After the demonstration, however, it turned out that the voice interaction did not exist and the demonstration was not in real time. Instead, Google used still images from the video with specific text prompts to get the results. In the video description Google states: “For the purposes of this demo, latency has been reduced and Gemini outputs have been shortened for brevity.”
According to Bloomberg, Google admits that the actual demonstration involved the use of still images from the video and text prompts, rather than Gemini predicting or responding to changes in real time. You can check out a making-of of the video on Google’s developer blog.
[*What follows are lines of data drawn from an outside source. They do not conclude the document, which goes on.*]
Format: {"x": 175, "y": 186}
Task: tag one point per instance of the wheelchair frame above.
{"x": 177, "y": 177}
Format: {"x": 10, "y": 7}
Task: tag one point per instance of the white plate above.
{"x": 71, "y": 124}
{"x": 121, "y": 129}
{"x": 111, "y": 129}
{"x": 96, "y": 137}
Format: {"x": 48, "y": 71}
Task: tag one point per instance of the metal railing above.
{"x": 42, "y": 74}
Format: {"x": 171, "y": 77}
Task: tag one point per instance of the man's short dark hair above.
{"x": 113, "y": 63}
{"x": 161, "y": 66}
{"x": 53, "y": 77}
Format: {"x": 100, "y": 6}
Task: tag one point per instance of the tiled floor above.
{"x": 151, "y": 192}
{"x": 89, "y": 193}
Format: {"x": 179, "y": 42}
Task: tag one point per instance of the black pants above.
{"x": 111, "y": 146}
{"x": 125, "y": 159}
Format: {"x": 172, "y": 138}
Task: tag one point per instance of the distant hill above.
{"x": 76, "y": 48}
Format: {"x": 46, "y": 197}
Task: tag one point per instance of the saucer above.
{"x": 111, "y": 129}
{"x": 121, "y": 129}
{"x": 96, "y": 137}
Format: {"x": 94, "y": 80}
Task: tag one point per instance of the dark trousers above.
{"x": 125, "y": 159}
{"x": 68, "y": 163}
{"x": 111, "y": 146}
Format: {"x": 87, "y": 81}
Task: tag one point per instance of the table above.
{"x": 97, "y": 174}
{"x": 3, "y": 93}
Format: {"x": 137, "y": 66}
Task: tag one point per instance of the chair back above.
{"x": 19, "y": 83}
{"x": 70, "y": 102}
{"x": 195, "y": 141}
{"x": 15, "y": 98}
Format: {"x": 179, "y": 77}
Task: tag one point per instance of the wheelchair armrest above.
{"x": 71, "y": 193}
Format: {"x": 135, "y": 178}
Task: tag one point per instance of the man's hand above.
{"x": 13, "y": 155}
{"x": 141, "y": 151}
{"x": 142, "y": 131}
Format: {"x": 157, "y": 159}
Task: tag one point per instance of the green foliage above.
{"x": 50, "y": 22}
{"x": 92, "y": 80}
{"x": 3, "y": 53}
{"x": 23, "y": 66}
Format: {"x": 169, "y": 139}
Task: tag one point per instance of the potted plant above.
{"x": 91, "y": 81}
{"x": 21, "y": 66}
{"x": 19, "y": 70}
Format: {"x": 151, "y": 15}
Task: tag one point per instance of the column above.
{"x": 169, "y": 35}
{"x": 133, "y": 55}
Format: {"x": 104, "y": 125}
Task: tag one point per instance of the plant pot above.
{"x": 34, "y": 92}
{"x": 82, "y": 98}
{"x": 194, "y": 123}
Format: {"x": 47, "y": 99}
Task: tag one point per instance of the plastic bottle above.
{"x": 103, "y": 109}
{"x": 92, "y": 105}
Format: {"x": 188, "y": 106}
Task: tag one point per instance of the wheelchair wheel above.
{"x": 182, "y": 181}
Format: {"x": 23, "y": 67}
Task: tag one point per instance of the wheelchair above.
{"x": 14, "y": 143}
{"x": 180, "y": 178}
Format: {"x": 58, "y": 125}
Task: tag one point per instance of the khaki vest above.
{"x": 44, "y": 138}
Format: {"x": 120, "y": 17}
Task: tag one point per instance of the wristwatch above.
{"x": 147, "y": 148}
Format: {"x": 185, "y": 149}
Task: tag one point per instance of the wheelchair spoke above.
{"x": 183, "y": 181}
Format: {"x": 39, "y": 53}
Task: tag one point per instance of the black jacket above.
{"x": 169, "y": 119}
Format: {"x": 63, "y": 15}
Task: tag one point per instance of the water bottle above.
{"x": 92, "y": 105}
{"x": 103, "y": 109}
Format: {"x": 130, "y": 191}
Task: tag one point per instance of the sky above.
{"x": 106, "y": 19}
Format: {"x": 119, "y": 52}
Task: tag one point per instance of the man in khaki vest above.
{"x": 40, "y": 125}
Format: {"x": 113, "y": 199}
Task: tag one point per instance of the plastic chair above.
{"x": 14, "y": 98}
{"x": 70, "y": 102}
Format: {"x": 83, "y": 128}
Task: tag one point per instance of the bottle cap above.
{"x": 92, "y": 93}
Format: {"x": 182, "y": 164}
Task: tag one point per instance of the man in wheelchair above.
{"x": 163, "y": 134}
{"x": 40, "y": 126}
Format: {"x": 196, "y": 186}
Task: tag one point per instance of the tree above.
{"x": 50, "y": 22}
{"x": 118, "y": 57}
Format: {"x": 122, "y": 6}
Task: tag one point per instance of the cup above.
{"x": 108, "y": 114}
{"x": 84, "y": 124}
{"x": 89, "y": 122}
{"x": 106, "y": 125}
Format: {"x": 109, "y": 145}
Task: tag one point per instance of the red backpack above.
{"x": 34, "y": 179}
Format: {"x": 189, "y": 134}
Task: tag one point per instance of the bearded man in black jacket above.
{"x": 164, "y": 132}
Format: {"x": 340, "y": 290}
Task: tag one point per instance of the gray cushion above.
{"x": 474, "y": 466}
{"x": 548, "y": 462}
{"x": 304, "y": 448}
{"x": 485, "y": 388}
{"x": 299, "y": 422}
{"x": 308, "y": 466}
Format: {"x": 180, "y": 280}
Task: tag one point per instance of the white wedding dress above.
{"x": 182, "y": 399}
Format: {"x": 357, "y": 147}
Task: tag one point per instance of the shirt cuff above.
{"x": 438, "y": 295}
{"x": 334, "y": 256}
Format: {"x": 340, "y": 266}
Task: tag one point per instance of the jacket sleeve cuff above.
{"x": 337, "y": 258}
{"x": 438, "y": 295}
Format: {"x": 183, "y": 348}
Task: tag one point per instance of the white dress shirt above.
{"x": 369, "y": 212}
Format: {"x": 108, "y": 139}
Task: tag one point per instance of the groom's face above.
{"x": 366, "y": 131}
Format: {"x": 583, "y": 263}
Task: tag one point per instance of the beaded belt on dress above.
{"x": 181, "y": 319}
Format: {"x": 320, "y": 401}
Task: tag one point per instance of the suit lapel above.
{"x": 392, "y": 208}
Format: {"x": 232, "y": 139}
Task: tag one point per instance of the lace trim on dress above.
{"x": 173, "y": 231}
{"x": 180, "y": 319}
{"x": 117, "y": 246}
Gemini fake demo faces internal criticism
According to sources from Bloomberg and The Information, Google employees have expressed concern and criticism internally about the demo video. One Google employee stated that the video painted an unrealistic picture of how easy it is to achieve impressive results with Gemini.
The staged demo also became the subject of memes and jokes within the company, with employees sharing images and comments poking fun at the discrepancies between the video and the actual AI system.
Despite the controversy surrounding the demo video, Google insists that all user input and output shown in the video is real, even if the video suggests a real-time implementation that does not yet exist.
Eli Collins, vice president of products at Google DeepMind, told Bloomberg that the duck-drawing demo is still in the research stage and not yet part of Google’s products.
“It’s a new era for us,” Collins told Bloomberg. “We’re breaking ground from a research perspective. This is V1. It’s just the beginning.”
Google also published benchmark results in a misleading way. It compared a top score on the well-known language understanding benchmark MMLU using a more complex prompt method (CoT@32) with the standard benchmark method tested by OpenAI using GPT-4 (5-shot). Using the 5-shot prompt method with Gemini Ultra on MMLU, Google’s largest model performs 2.7% worse than GPT-4.
Although Gemini achieved the best overall MMLU score with CoT@32, the way it presents this result is questionable. It shows, as does the fake real-time video, that Google has tried at all costs to portray Gemini as superior to GPT-4, rather than about equal, which is probably closer to the truth.